Isorhapontigenin (1.25-40 μM; 24 h) induces autophagy in a dose-dependent manner in UMUC3, T24T, and HeLa cells, and this autophagy contributes to its inhibition of anchorage-independent growth of UMUC3 cells^[1].
Isorhapontigenin (2.5-10 μM; 12-24 h) increases SESN2 transcription via a JUN-dependent mechanism, which is required for autophagy induction and inhibition of anchorage-independent growth in UMUC3 cells^[1].
Isorhapontigenin (10 μM; 12 h pre-APAP treatment, 24 h post-APAP treatment) attenuates APAP-induced FAO dysregulation in AML12 cells by upregulating PPAR-α/PGC-1α/CPT-1A signaling^[2].
Isorhapontigenin (1-100 μM; 1 h pre-incubation + 24 h stimulation, 1 h pre-incubation + 10-60 min stimulation) inhibits IL-6 and CXCL8 release from primary human airway epithelial cells and A549 cells, with IC₅₀ values for IL-6 of 17.3-19.7 μM, and suppresses NF-κB, AP-1, and PI3K/Akt/FoxO3A signaling pathways^[3].
Isorhapontigenin (1-100 μM; 1 h pre-incubation + 30 min stimulation) concentration-dependently reduces intracellular ROS levels in IL-1β-stimulated A549 cells^[3].
Isorhapontigenin (5-15 μM; 12 h pretreatment + 12 h LPS stimulation) exerts anti-inflammatory and antioxidant effects on LPS-challenged RAW264.7 cells by reducing pro-inflammatory mediator and ROS production^[4].
Isorhapontigenin (15 μM; 0-24 h direct treatment, 12 h pretreatment + 12 h LPS stimulation) activates the Nrf2 pathway in RAW264.7 cells, and its anti-inflammatory/antioxidant effects depend on Nrf2 activation^[4].
Isorhapontigenin (25 μM; 6 days) promotes adipocyte differentiation, enhances insulin sensitivity, and reduces lipolysis in 3T3-L1 preadipocytes by increasing PPARγ activity and expression^[5].
Isorhapontigenin (25 μM; 0-12 h) increases PPARγ activity and stability in 3T3-L1 cells by reducing inhibitory phosphorylation and decelerating proteasomal degradation^[5].
Isorhapontigenin (10-20 μM; 24 h) specifically inhibits invasion of UMUC3 and T24T human invasive bladder cancer cells, respectively, without affecting migration^[6].
Isorhapontigenin (2.5-20 μM; 6-18 h) induces dose- and time-dependent upregulation of FOXO1 protein expression in UMUC3 and T24T human invasive bladder cancer cells^[6].
Isorhapontigenin (2.5-20 μM; 3-9 h) upregulates foxo1 mRNA expression at the transcriptional level in UMUC3 and T24T human invasive bladder cancer cells^[6].
Isorhapontigenin (10 μM; 6-18 h) enhances FOXO1 promoter activity in a time-dependent manner in UMUC3 human invasive bladder cancer cells^[6].
Isorhapontigenin (2.5-10 μM; 12 h) inhibits STAT1 phosphorylation at Tyr701 in a dose-dependent manner in UMUC3 human invasive bladder cancer cells^[6].
Isorhapontigenin (2.5-20 μM; 18 h) inhibits dose-dependent MMP-2 protein expression in UMUC3 and T24T human invasive bladder cancer cells^[6].

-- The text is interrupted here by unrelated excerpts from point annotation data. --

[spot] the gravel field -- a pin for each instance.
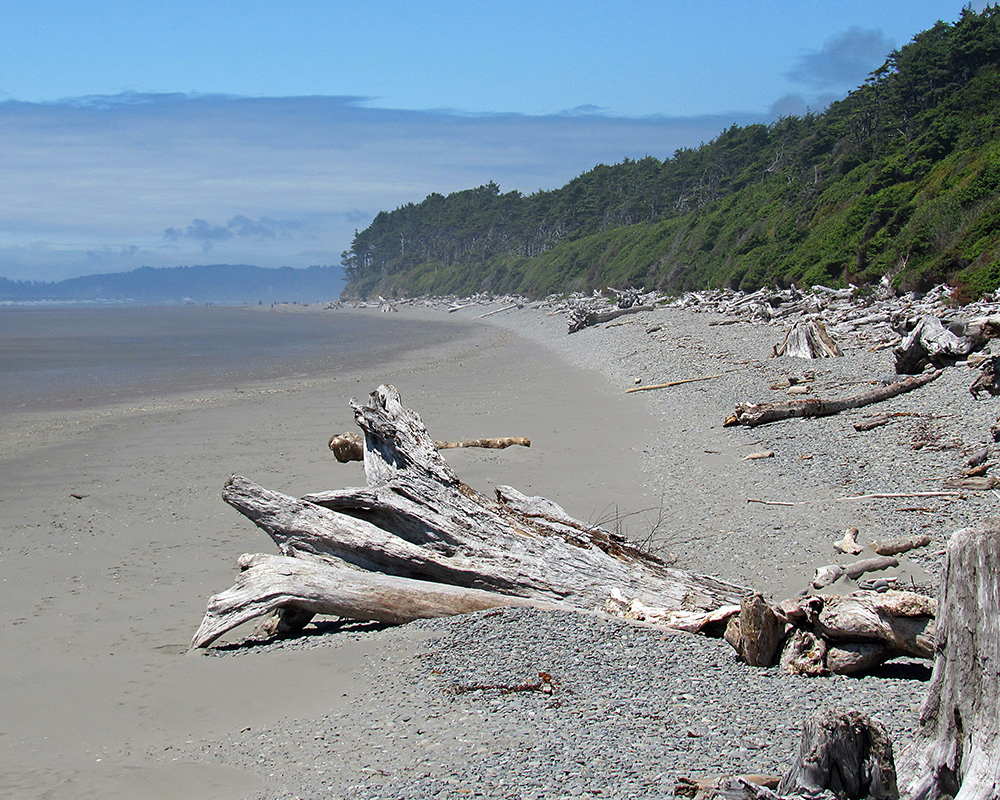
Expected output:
(632, 709)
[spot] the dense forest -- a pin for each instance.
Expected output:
(209, 283)
(899, 179)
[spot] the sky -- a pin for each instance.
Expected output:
(257, 132)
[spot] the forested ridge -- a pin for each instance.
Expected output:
(901, 179)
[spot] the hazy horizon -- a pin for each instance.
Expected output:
(268, 136)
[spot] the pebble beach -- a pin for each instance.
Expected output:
(432, 709)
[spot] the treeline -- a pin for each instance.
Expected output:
(899, 179)
(209, 283)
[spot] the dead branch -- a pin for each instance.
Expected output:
(760, 413)
(350, 446)
(669, 384)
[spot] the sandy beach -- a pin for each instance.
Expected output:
(113, 537)
(113, 533)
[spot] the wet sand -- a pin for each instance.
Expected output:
(112, 537)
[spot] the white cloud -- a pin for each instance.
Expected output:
(844, 61)
(166, 179)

MedChemExpress (MCE) has not independently confirmed the accuracy of these methods. They are for reference only.

Isorhapontigenin (150 mg/kg; daily) markedly inhibits xenograft tumor growth in nude mice injected with T24T cells^[1].
Isorhapontigenin (25-50 mg/kg; i.g. once of once daily for 3 consecutive days) alleviates acetaminophen-induced liver injury in mice by reducing apoptosis, inflammation, oxidative stress, and restoring fatty acid oxidation, with 25 and 50 mg/kg doses showing efficacy^[2].
Isorhapontigenin (51.6 mg/kg; p.o.; daily; 7 days) effectively ameliorates LPS-induced acute lung injury in mice by reducing inflammation and oxidative stress^[4].
Isorhapontigenin (25 mg/kg; i.p.; daily; 5 weeks) ameliorates type 2 diabetes in db/db mice by improving glucose and insulin homeostasis, enhancing insulin sensitivity, and modulating adipose tissue function via PPARγ regulation^[5].
Isorhapontigenin (150 mg/kg/day; drinking water; daily; 20 weeks) inhibits N-Butyl-N-(4-hydroxybutyl)nitrosamine (BBN) (HY-W755252)-induced invasive bladder cancer formation in C57BL/6J mice, with 16.7% of treated mice developing high-grade muscle-invasive disease versus 100% in BBN-only controls^[6].

MedChemExpress (MCE) has not independently confirmed the accuracy of these methods. They are for reference only.

258.27

C₁₅H₁₄O₄

32507-66-7

Solid

White to yellow

OC1=CC(O)=CC(/C=C/C2=CC(OC)=C(O)C=C2)=C1

Room temperature in continental US; may vary elsewhere.

4°C, sealed storage, away from moisture and light

*In solvent : -80°C, 6 months; -20°C, 1 month (sealed storage, away from moisture and light)

* Please refer to the solubility information to select the appropriate solvent. Once prepared, please aliquot and store the solution to prevent product inactivation from repeated freeze-thaw cycles.
Storage method and period of stock solution: -80°C, 6 months; -20°C, 1 month (sealed storage, away from moisture and light). When stored at -80°C, please use it within 6 months. When stored at -20°C, please use it within 1 month.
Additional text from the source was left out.